New Film Class Explores So-called ‘B-Pictures’

During the golden age of Hollywood (1930’s), movie studios began making B-pictures and starting in October, GCC student Charles Lee Jackson II will teach a course on the history of these classics in North Hollywood.

Jackson, 56, has been a student here since 1991 and is working towards his associate degree in 2-dimensional visual arts. He taught Ephemeral Cinema in January and May and the class is being held as a fundraiser for the LA Science Fantasy Society Clubhouse in North Hollywood.

The Clubhouse is a non-profit organization and according to wikipedia.org, “It is the oldest continuously operating science fiction club in the world.”

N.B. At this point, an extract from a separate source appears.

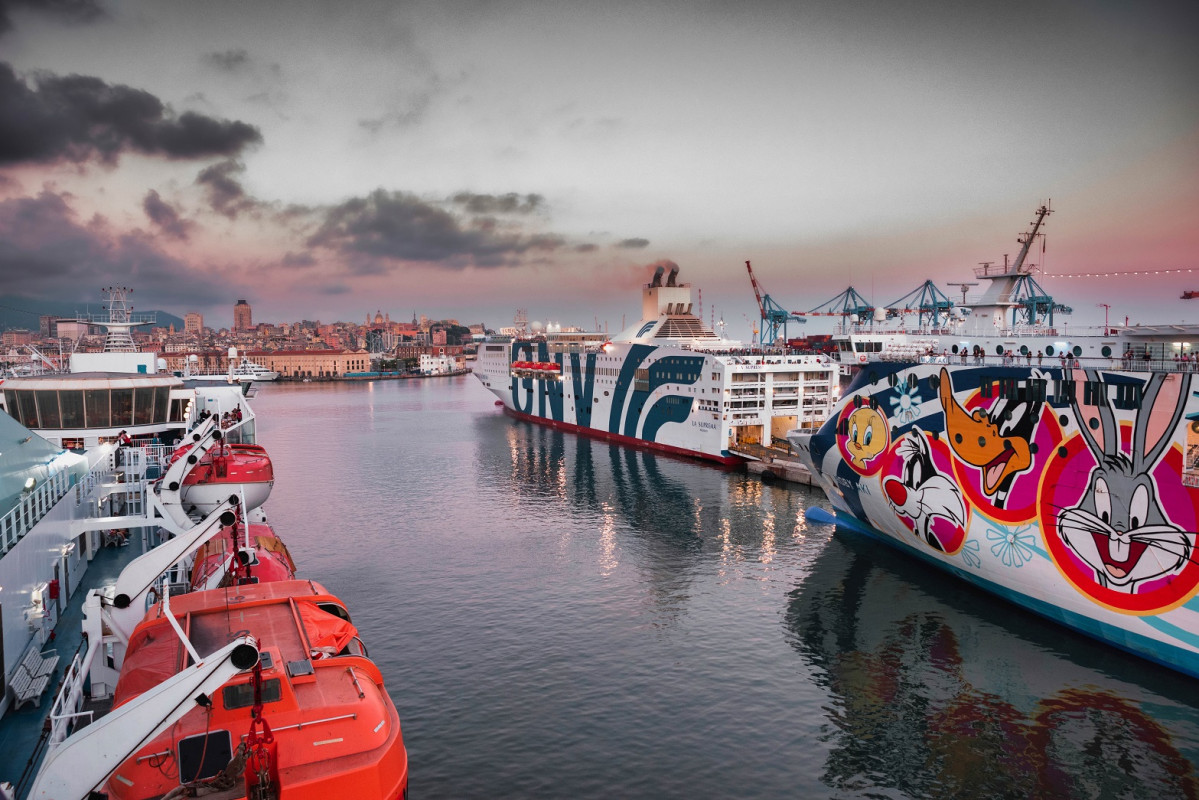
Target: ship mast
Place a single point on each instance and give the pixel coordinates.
(1042, 212)
(119, 320)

The course is five weeks long and highlights the three decades of B-movies and the eight major genres in the movie industry: mystery and drama, fantasy, comedy, adventure, horror, musicals, westerns and science fiction.

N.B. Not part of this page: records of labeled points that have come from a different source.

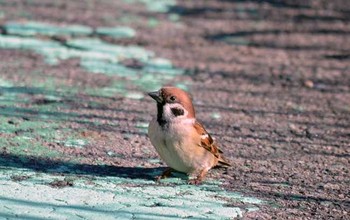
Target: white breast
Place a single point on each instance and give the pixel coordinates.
(174, 145)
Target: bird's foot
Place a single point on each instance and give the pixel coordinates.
(166, 173)
(198, 180)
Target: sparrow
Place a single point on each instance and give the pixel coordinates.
(179, 139)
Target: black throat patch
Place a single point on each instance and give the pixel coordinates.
(177, 111)
(160, 119)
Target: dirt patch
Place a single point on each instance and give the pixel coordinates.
(270, 80)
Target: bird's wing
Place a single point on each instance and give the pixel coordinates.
(208, 143)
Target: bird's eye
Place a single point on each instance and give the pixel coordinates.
(172, 98)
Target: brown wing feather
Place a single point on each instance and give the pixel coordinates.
(208, 143)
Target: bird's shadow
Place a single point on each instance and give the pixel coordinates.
(45, 165)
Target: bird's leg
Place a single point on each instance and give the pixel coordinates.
(199, 177)
(166, 173)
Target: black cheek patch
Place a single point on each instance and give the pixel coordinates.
(177, 111)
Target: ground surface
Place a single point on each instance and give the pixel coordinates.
(270, 80)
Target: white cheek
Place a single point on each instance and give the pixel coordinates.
(168, 114)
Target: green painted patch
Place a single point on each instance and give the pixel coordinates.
(114, 197)
(37, 28)
(97, 56)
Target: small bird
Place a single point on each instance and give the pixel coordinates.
(180, 140)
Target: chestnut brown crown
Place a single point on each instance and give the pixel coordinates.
(174, 95)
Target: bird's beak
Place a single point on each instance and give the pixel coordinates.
(155, 95)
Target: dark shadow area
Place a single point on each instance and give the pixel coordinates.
(45, 165)
(289, 196)
(277, 3)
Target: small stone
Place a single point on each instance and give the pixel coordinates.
(309, 84)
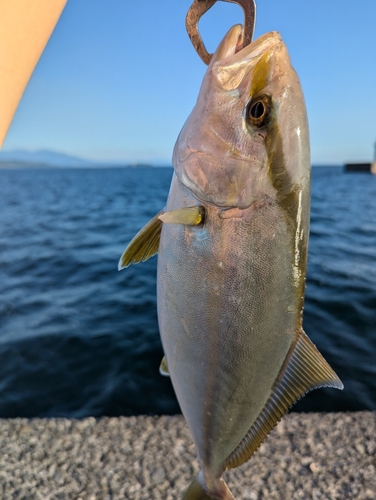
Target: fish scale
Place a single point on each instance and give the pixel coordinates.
(232, 244)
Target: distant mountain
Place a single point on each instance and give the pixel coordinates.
(45, 157)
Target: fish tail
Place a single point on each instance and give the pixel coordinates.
(196, 491)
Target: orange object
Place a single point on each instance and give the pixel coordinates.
(25, 28)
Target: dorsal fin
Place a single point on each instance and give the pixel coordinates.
(144, 245)
(305, 370)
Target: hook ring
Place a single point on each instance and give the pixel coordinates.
(198, 9)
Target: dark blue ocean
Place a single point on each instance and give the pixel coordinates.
(78, 338)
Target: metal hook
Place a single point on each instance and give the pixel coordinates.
(198, 9)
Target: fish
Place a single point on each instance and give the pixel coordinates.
(232, 244)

“Ever since I was a kid I was interested in movies,” said Jackson, “I was disabled as a child; I have cerebral palsy, very mild. But it meant that as a kid I had to stay home a lot and on TV in those days, what you mostly had were old movies. So I watched a lot of old movies as a kid.”

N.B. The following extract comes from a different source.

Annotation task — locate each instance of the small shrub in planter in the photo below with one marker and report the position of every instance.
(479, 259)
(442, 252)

His passion seems to lie in the B-pictures/movies. B-pictures were originally used as double features. Studios would turn out quick, shorter, films to go along with their feature films. This is where the phrases A-list and B-list stars were coined.

The A-listers were seen in the feature films that were given a larger budget while the B-listers worked on a much smaller budget and had less time to complete the project.

B-pictures were a way for many to get their ‘big break.’ According to wikipedia.org, stars such as John Wayne, Jack Nicholson, Robert Di Niro and Vincent Price got their start in B-movies, as well as directors Francis Ford Coppola and Martin Scorsese. Most of former President Ronald Reagan’s acting career was in these types of films.

“A lot of people have a bad idea of B-pictures because of the really bad ones that were made in the 1950’s,” said Jackson. “Especially the science fiction pictures, where anybody who got a few thousand dollars would make a movie and [people,] especially journalists of that period, saw what the B-pictures of that time were and they kind of assumed that they’d always been that bad.”

Ed Wood is one of the more famous B-list science fiction movie makers.

Jackson is no stranger to the movie industry having worked in the business in the 1970’s. He was forced to stop due to stress so he went into film journalism instead, focusing on his appreciation for the B-pictures.

“I was always very curious about who the people were, what they did, how they got there,” said Jackson. “What they were when they weren’t in the movies and so just because of my curiosity I started finding books to read about them and a little later when I was old enough finding them and interviewing them myself.”

He has written for various magazines including Orbit, a Netherlands based magazine as well as FilmFax, a magazine dedicated to the B-movies. Jackson has written for Extra Added Attractions for the past six years, which is a magazine that he publishes himself.